If you could distil inspiration for exploring the Scottish mountains into a single volume – seasoned with a hefty pinch of romanticism and even mysticism – Mountaineering in Scotland is probably what you'd end up with. Bill Murray's classic tome played a key role in the great post-war climbing and hillwalking boom. Although in some respects it can come across as a little dated today, you'd have to be dead inside for it not to move you.
Most 20th-century mountain literature can be divided into two piles: for climbers, or for walkers. But this book will appeal to both. While many of the chapters are about specific climbing routes, there's also plenty of adventurous hillwalking as well – and even the climbing sections reveal a greater appreciation for the mountains, over and beyond the immediate objective of getting the route in the bag.
Murray's main focus was winter mountaineering but summer routes get a look in as well: Cir Mhor on Arran, adventures in the Cuillin, the second ascent of Rubicon Wall.
Like many a young mountaineer, I first read Mountaineering in Scotland early in my apprenticeship. It didn't provide a list of routes to aspire towards, like Cold Climbs, and it didn't give me nightmares about severe Alpine north faces, like The White Spider. For me, Mountaineering in Scotland planted an irresistible seed of inspiration deep in my mind. This book is all about the life-affirming joy of testing yourself in the high and wild places of Scotland. When I seek winter perfection on the Ben, or that perfect ridge-top bivouac, I'm looking to experience for myself the nebulous feelings described in this much-loved book.

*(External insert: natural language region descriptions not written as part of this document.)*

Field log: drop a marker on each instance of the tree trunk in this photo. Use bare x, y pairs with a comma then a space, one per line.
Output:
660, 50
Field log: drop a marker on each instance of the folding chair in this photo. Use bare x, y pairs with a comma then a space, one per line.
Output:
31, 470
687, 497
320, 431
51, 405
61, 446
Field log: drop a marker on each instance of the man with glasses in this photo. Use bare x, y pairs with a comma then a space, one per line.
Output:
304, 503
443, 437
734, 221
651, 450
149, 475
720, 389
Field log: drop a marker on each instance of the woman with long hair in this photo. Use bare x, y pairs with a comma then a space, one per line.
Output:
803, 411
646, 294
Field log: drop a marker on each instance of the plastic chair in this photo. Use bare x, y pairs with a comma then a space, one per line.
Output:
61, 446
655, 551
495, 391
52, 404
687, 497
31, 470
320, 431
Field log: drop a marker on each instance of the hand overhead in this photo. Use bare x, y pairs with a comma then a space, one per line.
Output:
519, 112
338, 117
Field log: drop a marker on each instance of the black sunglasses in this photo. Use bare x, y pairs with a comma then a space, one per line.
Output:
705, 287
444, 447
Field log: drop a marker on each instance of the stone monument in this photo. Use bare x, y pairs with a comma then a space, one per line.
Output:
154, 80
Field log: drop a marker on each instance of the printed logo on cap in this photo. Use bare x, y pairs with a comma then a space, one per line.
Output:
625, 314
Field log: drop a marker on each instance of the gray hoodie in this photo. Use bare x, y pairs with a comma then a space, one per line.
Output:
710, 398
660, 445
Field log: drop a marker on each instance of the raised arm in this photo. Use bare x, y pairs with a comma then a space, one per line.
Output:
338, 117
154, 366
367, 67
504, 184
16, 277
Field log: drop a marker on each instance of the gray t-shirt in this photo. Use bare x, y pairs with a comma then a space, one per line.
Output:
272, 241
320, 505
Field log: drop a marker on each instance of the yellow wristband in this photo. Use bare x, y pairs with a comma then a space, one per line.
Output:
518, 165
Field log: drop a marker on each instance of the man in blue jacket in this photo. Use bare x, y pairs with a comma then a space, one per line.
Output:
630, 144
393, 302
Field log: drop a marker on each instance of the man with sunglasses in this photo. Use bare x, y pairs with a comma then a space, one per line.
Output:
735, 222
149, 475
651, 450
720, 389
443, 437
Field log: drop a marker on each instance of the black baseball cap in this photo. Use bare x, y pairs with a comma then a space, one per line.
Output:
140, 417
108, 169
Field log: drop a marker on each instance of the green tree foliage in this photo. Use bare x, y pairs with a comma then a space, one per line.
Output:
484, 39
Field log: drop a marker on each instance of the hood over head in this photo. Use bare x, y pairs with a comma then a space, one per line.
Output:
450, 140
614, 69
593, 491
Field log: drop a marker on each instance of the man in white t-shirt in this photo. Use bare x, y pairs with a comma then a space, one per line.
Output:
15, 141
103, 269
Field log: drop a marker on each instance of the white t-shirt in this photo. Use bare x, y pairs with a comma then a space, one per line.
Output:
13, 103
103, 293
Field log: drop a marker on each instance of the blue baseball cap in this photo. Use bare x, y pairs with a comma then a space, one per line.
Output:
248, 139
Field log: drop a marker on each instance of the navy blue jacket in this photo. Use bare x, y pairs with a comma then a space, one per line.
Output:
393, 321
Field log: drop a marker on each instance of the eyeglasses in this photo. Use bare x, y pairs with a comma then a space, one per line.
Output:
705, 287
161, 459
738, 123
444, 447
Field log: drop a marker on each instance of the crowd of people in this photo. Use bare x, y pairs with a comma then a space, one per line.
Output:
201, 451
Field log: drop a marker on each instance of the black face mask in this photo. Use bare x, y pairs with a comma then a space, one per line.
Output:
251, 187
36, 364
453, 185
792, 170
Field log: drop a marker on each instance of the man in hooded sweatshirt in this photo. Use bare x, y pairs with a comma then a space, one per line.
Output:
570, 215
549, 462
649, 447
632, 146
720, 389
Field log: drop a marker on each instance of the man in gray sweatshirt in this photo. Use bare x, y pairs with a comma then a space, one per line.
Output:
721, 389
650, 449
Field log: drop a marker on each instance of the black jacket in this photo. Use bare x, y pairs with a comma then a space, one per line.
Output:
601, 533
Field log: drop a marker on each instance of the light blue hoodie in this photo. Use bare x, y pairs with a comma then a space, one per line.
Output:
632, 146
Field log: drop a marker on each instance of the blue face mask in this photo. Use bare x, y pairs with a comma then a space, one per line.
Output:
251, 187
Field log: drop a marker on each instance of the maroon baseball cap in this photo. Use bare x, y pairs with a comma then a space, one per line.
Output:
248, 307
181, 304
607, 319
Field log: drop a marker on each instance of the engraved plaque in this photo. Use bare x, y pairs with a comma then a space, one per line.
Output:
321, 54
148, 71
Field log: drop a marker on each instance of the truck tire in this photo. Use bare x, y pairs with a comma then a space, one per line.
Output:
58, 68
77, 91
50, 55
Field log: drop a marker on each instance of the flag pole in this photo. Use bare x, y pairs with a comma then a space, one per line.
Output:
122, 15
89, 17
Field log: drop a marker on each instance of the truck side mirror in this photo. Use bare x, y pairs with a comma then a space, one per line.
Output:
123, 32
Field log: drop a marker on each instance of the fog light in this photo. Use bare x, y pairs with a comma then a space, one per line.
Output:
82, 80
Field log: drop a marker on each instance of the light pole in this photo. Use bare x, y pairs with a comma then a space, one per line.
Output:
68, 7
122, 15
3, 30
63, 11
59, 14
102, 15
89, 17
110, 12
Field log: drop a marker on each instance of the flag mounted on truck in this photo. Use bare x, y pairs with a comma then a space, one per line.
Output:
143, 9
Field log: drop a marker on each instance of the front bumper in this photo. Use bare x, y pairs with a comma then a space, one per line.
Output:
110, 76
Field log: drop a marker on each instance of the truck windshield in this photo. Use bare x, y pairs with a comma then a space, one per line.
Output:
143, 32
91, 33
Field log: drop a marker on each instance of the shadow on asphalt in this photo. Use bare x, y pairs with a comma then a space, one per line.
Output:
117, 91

I asked mountain writer Ken Crocket for his views on Murray's masterpiece. Here is an extract from his upcoming Mountaineering in Scotland – Years of Change (not yet published):
"It is easy to forgive Murray's writing style of almost eight decades ago, with its attention to detail and almost cinematic drama, for his descriptions ignited a curiosity in many a young head. … It matters little whether his classic accounts do, or do not, impress the modern reader critically; what they did for many was to awaken a sense of curiosity which led to actual action and an introduction to the mountains. … Murray's writing was an inspiration for many."
The story of Mountaineering in Scotland's creation is remarkable in itself. Murray wrote the first draft on toilet paper while a prisoner of war – a draft that was found and destroyed. Although seriously weakened by this point, he started writing the book again. It was published in 1947 and came at just the right time to inspire a new generation to take to the hills.
Where it can sometimes come across as dated today is in its descriptive writing, which tends towards the romantic – with spiritual overtones from time to time. But for some this will only add to the book's character. It remains essential reading for the Scottish mountaineer.